Menyatu

474 54 7
                                    

"SAH!" ucap suara penghulu dan saksi yang hadir di ruang rawat rumah sakit itu. Adityo membawa penghulu dari KUA setempat, atas permintaan Abay. Mereka melakukan pernikahan secara agama. Abay benar-benar tidak mau menyia-nyiakan waktu yang terbuang banyak.

Jihan tersenyum dengan wajah pucat. Tapi tak melunturkan wajah cantiknya. Faiz memeluk tubuh ayahnya yang terharu sambil membelai wajah Jihan.

"Assalamualaikum istri cantikku, Jihan ku sayang." Setelah sekian lama, ia akhirnya bisa mencium kening Jihan. Wanitanya tersenyum sambil memegang lengan Abay.

"Istri penyakitan," celetuk Jihan.

"Mulutnya, masih ada sisa-sisa suka jeplak, ya." Abay tersenyum sambil menatap Jihan.

"Bunda," panggil Faiz pelan. Jihan menatap Faiz dan tersenyum.

"Sini sayang, duduk sebelah Bunda." Faiz mendekat. Ia mencium punggung tangan Jihan.

"Udah gede. Ganteng," ucap Jihan.

Kyra mengabadikan momen tersebut dengan ponselnya, disaat Adityo mengantar kembali penghulu dan satu saksi dari KUA keluar kamar rumah sakit. Setelahnya ia kembali ke dalam kamar.

"Selamat untuk kalian berdua ya ..., So! Jihan, siap pulang? Semuanya sudah nunggu kamu. Tapi, kalau kondisi kamu udah stabil, ya." ucap Adityo sambil tampak menelpon seseorang dengan ponselnya.

"Aku udah lebih baik kok, serius deh," jawab Jihan yang wajahnya perlahan tak pucat seperti sebelumnya.

"Tau dehhhh, yang udah nyatu lagi sama belahan jiwanya, pinginnya cepet pulang aja," colek Kyra. Jihan tersenyum.

Abay terkekeh sambil mengusap kepala Jihan yang tertutup hijab.

"Kita berobat ya, ke luar negeri, ummi Ray udah hubungin temen-temen dokternya untuk cari informasi, kita operasi dan kemo di sana, bismillah sayang," ucap Abay pelan sambil menatap kedua mata teduh yang membuatnya nyaman.

"Nggak usah deh, Mas, kanker aku sudah stadium tiga, susah untuk disembuhkan, aku takut percuma," ucap Jihan.

"Nggak ada yang percuma Jihan, kita ikhtiar dan nggak lepas berdoa. Allah akan balas dengan yang terbaik."

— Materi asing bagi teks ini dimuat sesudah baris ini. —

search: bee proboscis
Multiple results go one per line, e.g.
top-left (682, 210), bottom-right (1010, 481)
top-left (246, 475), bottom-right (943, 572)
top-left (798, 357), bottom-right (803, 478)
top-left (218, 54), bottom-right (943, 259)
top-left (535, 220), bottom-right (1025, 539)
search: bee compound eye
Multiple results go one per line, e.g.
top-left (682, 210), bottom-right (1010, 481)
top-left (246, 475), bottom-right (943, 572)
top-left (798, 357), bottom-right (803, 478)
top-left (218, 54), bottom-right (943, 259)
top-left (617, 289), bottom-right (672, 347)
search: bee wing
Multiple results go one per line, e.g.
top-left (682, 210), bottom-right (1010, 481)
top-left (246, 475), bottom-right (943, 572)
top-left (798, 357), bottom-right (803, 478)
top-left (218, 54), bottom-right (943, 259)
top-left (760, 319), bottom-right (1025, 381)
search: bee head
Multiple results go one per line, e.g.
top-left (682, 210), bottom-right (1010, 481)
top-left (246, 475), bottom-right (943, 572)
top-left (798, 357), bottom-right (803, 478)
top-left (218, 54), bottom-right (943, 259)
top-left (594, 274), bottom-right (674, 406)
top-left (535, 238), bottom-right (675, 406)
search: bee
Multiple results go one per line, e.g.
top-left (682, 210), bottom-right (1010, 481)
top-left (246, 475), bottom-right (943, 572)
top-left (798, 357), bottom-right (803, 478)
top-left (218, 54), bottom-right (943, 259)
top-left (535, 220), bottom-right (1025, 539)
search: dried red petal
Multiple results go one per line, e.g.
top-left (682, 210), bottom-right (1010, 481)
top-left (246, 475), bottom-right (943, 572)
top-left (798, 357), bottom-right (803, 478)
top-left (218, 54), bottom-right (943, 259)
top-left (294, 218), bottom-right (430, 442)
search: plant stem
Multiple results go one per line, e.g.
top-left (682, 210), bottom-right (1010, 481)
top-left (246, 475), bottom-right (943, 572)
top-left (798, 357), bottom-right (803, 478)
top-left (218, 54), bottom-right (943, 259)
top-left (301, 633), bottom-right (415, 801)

"Kenapa nggak kita nikmatin aja waktu kita, Mas, dengan normal. Aku ngerasa sakit atau drop karena selama ini aku nggak mau berobat apapun, tapi sekarang– aku mau jalanin pengobatan, rawat jalan aja, karena, ada kamu yang harus aku urus, suami aku, nggak perlu ke luar negeri." Jihan tersenyum menatap Abay. Suaminya itu mengangguk. Ia tau, justru kemoterapi akan membuat Jihan lemah dan semakin menyiksa.

"Faiz, ikut Tante Kyra yuk ke rumah Tante di sini, biarin Papa sama Bunda kamu pacaran lagi, obat bunda kamu cuma papah kamu tuh, kita kaya nyamuk dianggurin," ucap Kyra sambil merangkul lengan suaminya. Adityo merangkul bahu Faiz yang menurut ajakan Kyra.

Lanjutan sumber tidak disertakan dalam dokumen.